Yes, I’ll admit that at first glance they might strike one as the sort of utter nonsense that a talentless, beady-eyed, cold-hearted, wealth-obsessed charlatan would spew out in order to convince gullible, pathetic, needy fools that their creator was some sort of sage. Nevertheless, I deplore those unenlightened cynics who make a habit of posting sarcastic comments under Okay Yoni’s tweets. For instance, when Ms Yoni tweeted, “Imagine letting a goldfish swim across the sky. Let it swim from the West to the East. Drink a liter of water”,  someone was unkind enough to comment: “Imagine laying around in bed all day and calling it a protest. Imagine if you hadn’t broken up The Beatles.”

The following tweet …
Imagine the clouds dripping. Dig a hole in your garden to put them in.
…received a number of truly shocking responses, including:
Well that’s Monday sorted. (Muriel Gray)
Isn’t that basically known as rain? (Chris Deerin)
Called Alan Titchmarsh – we’re on it!
is that the clouds or the drips I'm putting in the hole?
Trying to figure out the logistics of that.
Good old Yoko Ono - making a handsome living out of utter bollocks for half a century, and still going strong!
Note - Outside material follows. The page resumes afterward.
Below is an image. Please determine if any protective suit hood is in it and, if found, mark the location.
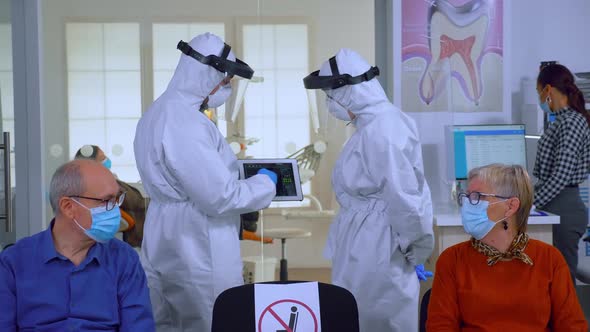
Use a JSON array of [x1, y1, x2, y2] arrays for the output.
[[319, 48, 389, 122], [165, 32, 236, 109]]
  1. One's response to these gems are mostly unprintable.My response to'aphorism' #1 and 2 involves chair legs for example.#3 and 4 would go down a treat on the Northern Line on a Monday morning.#5 Miss Ono,why not just send your friend a well-worn scrotal sac instead.#6 More wrinkles in that than there are stars in the sky and counting them would provide your friend with a new if somewhat unusual hobby.
    #7 and 8 etc.Oh this is absurd-apologies for lowering the tone.

    1. Andy Murray's mother used to tweet hilariously sarcastic comments below Ms Yoni's tweets on a regular basis, but may be too busy with other things these days.

      I'd only start worrying about the tone of your remarks if I were to actually receive a well-worn scrotal sac in the post.